On March 6th, Derek Muir, from Water Science & Technology Directorate, Environment Canada, visited SKLOG. Derek first gave a talk entitled ‘Challenges in identifying persistent and bioaccumulative chemicals of global concern’ in TU406 class room; then walked through SKLOG labs. In meeting room 619, with Jin Biao, Mai Bixian and Shizhen, Gan introduced to Derek in detail GIG and SKLOG, as well as research highlights in SKLOG environmental division. The visit finished with a nice lunch in Dongjiang Fish Village.
After back, Derek sent me an email writing: ‘I very much enjoyed my visit to GIG on Wednesday.
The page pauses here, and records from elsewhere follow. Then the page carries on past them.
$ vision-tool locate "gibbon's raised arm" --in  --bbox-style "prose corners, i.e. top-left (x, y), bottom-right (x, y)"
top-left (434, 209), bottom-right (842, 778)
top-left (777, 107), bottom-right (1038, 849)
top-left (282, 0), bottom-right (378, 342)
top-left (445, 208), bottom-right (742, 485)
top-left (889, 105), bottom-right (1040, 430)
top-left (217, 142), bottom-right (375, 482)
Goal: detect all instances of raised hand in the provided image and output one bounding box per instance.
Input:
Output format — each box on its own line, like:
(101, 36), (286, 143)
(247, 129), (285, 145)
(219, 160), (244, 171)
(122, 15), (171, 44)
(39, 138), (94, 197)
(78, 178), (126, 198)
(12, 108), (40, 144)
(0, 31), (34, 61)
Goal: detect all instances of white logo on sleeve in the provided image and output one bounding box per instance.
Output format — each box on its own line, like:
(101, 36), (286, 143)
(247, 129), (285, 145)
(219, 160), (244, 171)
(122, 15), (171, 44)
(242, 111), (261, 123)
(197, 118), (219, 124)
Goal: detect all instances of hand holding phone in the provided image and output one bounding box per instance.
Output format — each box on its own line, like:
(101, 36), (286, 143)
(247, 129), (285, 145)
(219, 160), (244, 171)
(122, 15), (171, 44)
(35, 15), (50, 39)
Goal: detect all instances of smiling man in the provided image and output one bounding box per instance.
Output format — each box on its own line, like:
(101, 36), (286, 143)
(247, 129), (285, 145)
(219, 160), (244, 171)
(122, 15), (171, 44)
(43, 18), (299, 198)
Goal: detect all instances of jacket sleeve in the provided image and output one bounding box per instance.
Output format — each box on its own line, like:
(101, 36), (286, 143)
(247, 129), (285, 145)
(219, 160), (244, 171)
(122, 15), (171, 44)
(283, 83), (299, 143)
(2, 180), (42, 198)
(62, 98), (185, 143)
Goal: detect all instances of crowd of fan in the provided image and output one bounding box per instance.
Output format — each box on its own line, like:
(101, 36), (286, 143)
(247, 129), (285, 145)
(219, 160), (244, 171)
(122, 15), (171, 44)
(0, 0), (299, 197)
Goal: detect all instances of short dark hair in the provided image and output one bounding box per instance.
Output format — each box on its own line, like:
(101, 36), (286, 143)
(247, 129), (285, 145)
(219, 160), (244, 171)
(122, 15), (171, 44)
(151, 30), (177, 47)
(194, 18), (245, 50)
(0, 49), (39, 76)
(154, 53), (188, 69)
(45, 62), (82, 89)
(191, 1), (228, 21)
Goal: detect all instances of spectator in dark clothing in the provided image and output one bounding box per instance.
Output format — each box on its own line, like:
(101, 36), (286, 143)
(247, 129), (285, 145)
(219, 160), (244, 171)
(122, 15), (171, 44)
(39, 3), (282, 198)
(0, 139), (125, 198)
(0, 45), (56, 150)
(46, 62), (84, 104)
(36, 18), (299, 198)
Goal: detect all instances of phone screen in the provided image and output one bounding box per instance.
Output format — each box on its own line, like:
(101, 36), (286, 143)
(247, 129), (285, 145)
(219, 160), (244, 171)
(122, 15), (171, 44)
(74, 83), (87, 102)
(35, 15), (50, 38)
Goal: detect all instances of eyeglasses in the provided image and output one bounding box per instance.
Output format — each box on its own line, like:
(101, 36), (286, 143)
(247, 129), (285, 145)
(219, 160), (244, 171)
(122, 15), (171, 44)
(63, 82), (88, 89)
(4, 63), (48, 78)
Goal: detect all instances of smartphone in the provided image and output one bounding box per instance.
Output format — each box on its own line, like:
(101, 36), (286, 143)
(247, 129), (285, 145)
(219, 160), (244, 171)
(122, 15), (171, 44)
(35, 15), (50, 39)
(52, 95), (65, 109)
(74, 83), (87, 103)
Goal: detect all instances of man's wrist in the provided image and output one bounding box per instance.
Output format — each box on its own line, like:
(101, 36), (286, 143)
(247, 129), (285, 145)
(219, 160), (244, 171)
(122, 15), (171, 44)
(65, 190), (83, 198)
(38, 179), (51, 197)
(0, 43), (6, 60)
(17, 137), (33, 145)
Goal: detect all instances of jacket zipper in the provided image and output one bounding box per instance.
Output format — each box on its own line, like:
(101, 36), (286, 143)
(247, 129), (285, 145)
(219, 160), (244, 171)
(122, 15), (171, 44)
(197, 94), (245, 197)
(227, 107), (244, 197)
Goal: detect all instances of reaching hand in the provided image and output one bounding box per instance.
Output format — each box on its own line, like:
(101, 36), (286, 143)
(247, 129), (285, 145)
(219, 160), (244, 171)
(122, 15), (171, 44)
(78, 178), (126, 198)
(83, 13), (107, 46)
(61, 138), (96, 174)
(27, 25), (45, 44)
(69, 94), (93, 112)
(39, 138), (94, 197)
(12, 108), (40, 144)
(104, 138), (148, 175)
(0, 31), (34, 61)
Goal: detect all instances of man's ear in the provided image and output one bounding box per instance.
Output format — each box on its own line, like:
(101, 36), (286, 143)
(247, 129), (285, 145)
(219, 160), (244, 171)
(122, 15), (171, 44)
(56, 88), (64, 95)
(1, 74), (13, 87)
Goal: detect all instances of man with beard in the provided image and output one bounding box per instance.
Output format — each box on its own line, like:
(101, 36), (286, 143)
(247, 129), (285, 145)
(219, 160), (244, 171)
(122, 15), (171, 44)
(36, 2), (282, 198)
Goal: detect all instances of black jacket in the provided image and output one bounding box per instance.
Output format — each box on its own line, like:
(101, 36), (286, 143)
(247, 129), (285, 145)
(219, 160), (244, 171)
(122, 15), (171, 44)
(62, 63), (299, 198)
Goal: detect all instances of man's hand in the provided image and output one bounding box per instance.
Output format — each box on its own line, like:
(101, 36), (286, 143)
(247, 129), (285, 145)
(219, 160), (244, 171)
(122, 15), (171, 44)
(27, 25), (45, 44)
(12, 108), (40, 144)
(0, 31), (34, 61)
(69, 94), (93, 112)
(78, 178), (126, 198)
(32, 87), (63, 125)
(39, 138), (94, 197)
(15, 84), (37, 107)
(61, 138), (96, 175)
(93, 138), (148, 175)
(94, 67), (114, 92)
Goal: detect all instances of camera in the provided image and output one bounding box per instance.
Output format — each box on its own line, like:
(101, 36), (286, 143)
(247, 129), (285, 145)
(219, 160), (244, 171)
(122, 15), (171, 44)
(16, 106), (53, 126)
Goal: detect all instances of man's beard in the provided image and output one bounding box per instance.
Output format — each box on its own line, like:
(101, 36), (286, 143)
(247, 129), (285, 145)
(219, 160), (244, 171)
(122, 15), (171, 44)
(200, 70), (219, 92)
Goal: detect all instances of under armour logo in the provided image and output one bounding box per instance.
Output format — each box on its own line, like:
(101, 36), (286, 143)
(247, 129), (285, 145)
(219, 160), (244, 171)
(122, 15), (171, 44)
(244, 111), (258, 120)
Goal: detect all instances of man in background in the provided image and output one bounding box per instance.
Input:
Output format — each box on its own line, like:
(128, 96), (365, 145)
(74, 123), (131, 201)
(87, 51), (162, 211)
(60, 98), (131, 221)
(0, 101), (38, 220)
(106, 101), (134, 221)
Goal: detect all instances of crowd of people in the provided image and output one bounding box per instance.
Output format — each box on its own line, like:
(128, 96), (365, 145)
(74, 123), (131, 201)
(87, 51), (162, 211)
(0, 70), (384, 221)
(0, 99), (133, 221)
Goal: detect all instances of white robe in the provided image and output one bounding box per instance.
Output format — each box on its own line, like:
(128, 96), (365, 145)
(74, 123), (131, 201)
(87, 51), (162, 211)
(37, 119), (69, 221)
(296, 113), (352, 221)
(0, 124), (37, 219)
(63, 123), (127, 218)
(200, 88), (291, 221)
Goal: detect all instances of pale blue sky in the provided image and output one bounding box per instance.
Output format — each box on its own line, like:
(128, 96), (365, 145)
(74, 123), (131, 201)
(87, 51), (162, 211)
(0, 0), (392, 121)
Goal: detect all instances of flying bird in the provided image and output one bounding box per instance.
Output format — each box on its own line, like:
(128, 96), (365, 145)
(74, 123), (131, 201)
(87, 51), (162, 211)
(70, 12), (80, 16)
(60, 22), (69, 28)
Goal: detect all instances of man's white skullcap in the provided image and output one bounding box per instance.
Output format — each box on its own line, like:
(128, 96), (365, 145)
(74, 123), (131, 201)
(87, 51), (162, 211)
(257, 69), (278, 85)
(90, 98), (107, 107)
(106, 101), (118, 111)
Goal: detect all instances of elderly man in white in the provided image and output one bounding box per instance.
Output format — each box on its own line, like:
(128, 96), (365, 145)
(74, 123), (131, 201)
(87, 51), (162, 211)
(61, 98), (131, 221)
You have very impressive analytical facilities and I will be informing scientists at CCIW about this. Maybe some future collaborations will develop although most of the younger scientists face major hurdles for doing international work, unlike the situation when you visited CCIW 19 years ago.’ This refers to my first visit to him in CCIW (Canadian Centre for Inland Waters) in the year of 2000, when I was astonished by a full room of GC and GC-MS, whilst we had only several GC-MS in SKLOG at that time!
Derek is one of the pioneers in the world in POPs research. He directs an environmental chemistry group that studies sources, fate and bioaccumulation of persistent organic pollutants, chemicals of emerging concern, polycyclic aromatic compounds, mercury, and heavy metals in the freshwater, marine, and terrestrial environment. He has co-chaired the Arctic Monitoring and Assessment Program, POPs expert committee, since the mid-1990s and has co-led several AMAP and Canadian assessments of POPs in the Arctic which were published as special issues of Science of the Total Environment. He has served on several Canadian and International advisory committees including UNEP-Stockholm Convention POPs Assessment working group for Western Europe and other Governments, and the WEHO/UNEP Panel on Global Assessment of the State-of-the-Science of Endocrine Disruptors.
Muir was awarded the SETAC Founder’s Award in 2000 for work on persistent organic pollutants. He is a SETAC Fellow and a Fellow of the Royal Society of Canada ( 加拿大皇家学会院士）and the Chemical Institute of Canada. He was listed in Thomson-Reuters Highly cited.com “World’s Most Influential scientific minds, 2014” ranked among the top 1% most cited in the field of Environmental Science/Ecology.